OperationEndpoint = "operation.api.cloud.yandex.net:443"
RecognitionModel = "deferred-general"
)
type SpeechKitService struct {
sttConn *grpc.ClientConn
opConn *grpc.ClientConn
sttClient stt.AsyncRecognizerClient
opClient operation.OperationServiceClient
apiKey string
folderID string
}
func NewSpeechKitService() (*SpeechKitService, error) {
apiKey := os.Getenv("YANDEX_CLOUD_API_KEY")
folderID := os.Getenv("YANDEX_CLOUD_FOLDER_ID")

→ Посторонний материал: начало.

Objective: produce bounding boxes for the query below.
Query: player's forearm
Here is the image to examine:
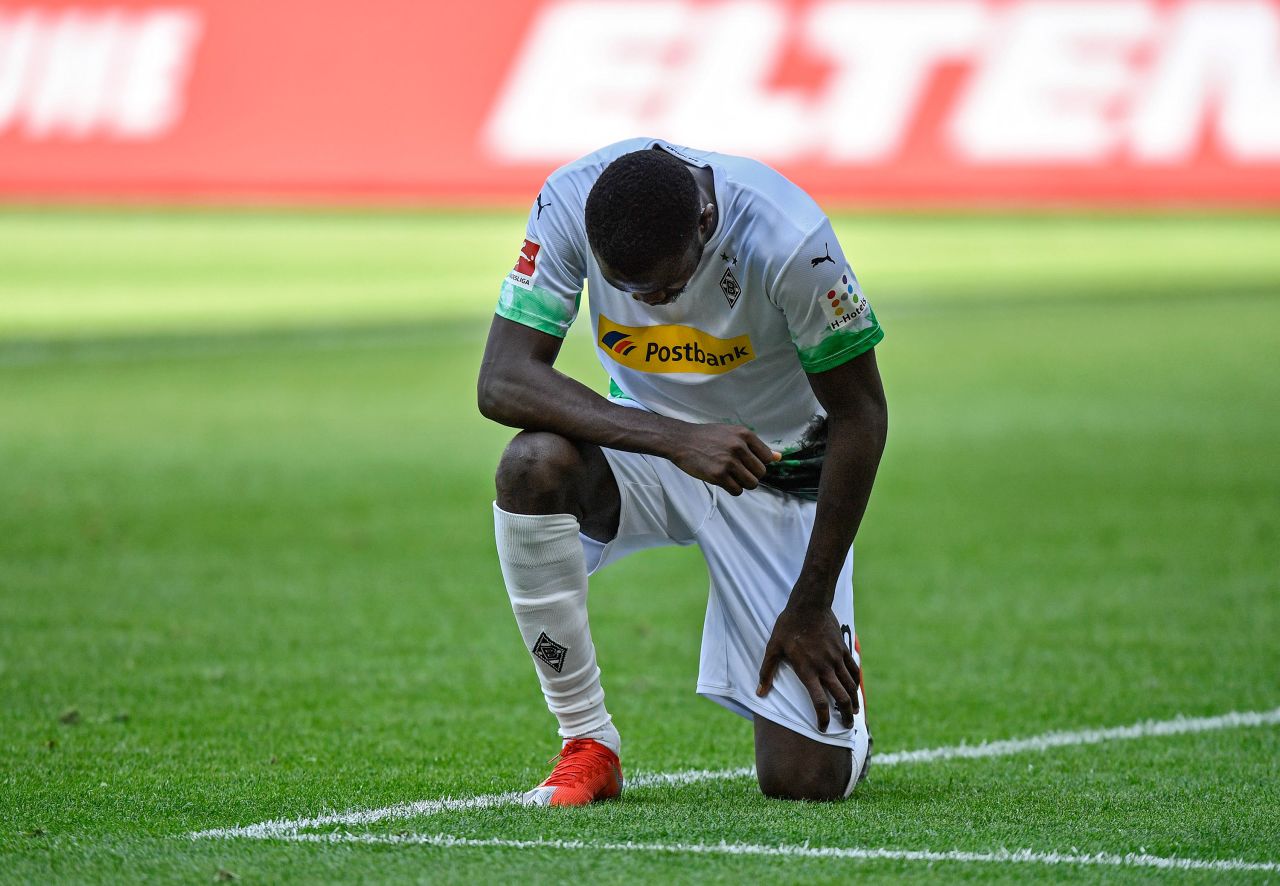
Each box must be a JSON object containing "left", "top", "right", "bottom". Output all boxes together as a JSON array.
[
  {"left": 478, "top": 358, "right": 690, "bottom": 458},
  {"left": 788, "top": 408, "right": 887, "bottom": 609}
]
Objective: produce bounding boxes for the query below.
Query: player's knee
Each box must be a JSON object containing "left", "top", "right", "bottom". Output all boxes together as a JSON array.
[
  {"left": 756, "top": 757, "right": 849, "bottom": 802},
  {"left": 495, "top": 431, "right": 584, "bottom": 513}
]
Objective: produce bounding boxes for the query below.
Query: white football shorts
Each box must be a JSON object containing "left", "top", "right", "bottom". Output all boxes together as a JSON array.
[{"left": 580, "top": 444, "right": 869, "bottom": 756}]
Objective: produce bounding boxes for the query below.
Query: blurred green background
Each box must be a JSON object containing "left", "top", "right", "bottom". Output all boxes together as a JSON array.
[{"left": 1, "top": 209, "right": 1278, "bottom": 881}]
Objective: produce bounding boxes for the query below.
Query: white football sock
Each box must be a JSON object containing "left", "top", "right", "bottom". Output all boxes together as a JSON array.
[
  {"left": 494, "top": 504, "right": 619, "bottom": 755},
  {"left": 570, "top": 720, "right": 621, "bottom": 756}
]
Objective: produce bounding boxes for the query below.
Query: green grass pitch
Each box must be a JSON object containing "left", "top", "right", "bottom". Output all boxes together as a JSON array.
[{"left": 1, "top": 209, "right": 1278, "bottom": 883}]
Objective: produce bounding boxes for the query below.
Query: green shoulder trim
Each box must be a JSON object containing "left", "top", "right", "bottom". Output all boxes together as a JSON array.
[
  {"left": 495, "top": 280, "right": 579, "bottom": 339},
  {"left": 797, "top": 311, "right": 884, "bottom": 374}
]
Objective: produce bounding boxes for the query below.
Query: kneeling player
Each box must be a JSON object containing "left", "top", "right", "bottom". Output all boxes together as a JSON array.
[{"left": 477, "top": 141, "right": 887, "bottom": 804}]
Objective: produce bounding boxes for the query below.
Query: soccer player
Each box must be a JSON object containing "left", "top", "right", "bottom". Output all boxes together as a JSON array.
[{"left": 477, "top": 139, "right": 887, "bottom": 804}]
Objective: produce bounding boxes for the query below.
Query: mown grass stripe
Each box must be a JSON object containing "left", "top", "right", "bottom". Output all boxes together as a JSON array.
[{"left": 191, "top": 705, "right": 1280, "bottom": 841}]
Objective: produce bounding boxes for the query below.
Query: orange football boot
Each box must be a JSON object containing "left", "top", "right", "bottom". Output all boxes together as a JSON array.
[{"left": 523, "top": 738, "right": 624, "bottom": 807}]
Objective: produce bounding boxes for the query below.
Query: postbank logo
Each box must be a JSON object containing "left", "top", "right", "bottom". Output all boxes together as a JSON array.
[{"left": 597, "top": 315, "right": 754, "bottom": 375}]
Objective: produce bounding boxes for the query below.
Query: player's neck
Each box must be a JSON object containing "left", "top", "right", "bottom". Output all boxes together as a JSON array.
[{"left": 690, "top": 165, "right": 718, "bottom": 239}]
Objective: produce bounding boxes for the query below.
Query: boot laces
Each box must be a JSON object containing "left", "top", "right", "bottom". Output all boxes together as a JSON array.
[{"left": 543, "top": 739, "right": 613, "bottom": 787}]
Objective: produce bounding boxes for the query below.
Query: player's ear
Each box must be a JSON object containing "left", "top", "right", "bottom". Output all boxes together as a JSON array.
[{"left": 698, "top": 203, "right": 716, "bottom": 242}]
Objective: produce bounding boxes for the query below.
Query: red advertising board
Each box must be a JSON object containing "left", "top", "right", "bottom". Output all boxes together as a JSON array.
[{"left": 1, "top": 0, "right": 1279, "bottom": 205}]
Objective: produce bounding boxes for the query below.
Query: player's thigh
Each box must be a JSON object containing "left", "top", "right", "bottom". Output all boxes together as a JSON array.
[{"left": 573, "top": 441, "right": 622, "bottom": 542}]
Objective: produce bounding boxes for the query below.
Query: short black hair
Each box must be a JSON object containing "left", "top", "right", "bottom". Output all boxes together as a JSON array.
[{"left": 585, "top": 149, "right": 701, "bottom": 280}]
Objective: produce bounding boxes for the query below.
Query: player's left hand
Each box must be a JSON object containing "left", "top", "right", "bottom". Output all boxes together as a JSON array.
[{"left": 756, "top": 603, "right": 860, "bottom": 732}]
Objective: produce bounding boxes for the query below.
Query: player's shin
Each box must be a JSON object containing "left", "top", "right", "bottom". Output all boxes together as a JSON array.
[{"left": 493, "top": 504, "right": 620, "bottom": 755}]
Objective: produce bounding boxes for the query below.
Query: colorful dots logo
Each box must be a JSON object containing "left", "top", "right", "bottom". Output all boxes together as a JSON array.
[
  {"left": 842, "top": 273, "right": 861, "bottom": 304},
  {"left": 822, "top": 271, "right": 864, "bottom": 320},
  {"left": 825, "top": 288, "right": 844, "bottom": 316}
]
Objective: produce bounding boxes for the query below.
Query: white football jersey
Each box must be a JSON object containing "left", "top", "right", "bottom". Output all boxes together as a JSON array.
[{"left": 496, "top": 138, "right": 883, "bottom": 462}]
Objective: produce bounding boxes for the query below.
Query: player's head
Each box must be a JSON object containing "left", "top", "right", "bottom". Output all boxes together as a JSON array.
[{"left": 585, "top": 149, "right": 714, "bottom": 306}]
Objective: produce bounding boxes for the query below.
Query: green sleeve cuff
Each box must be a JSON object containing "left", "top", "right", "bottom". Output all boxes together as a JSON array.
[
  {"left": 797, "top": 323, "right": 884, "bottom": 374},
  {"left": 495, "top": 303, "right": 569, "bottom": 339},
  {"left": 495, "top": 279, "right": 579, "bottom": 339}
]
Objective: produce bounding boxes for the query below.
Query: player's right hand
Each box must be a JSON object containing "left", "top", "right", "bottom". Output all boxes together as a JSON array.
[{"left": 670, "top": 424, "right": 780, "bottom": 495}]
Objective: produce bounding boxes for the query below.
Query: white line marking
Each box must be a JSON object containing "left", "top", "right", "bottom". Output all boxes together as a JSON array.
[
  {"left": 628, "top": 765, "right": 755, "bottom": 789},
  {"left": 261, "top": 833, "right": 1280, "bottom": 873},
  {"left": 193, "top": 792, "right": 524, "bottom": 841},
  {"left": 190, "top": 706, "right": 1280, "bottom": 841},
  {"left": 873, "top": 706, "right": 1280, "bottom": 766}
]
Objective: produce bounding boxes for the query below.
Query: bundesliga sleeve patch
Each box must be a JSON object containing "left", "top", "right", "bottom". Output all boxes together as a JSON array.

if apiKey == "" || folderID == "" {
return nil, fmt.Errorf("missing required Yandex Cloud environment variables")
}
// Создаем защищенное соединение для SpeechKit
creds := credentials.NewTLS(nil)
sttConn, err := grpc.NewClient(SpeechKitEndpoint, grpc.WithTransportCredentials(creds))
if err != nil {
return nil, fmt.Errorf("failed to connect to SpeechKit: %w", err)
}
// Создаем защищенное соединение для Operations API
opConn, err := grpc.NewClient(OperationEndpoint, grpc.WithTransportCredentials(creds))
if err != nil {
sttConn.Close()
return nil, fmt.Errorf("failed to connect to Operations API: %w", err)
}
sttClient := stt.NewAsyncRecognizerClient(sttConn)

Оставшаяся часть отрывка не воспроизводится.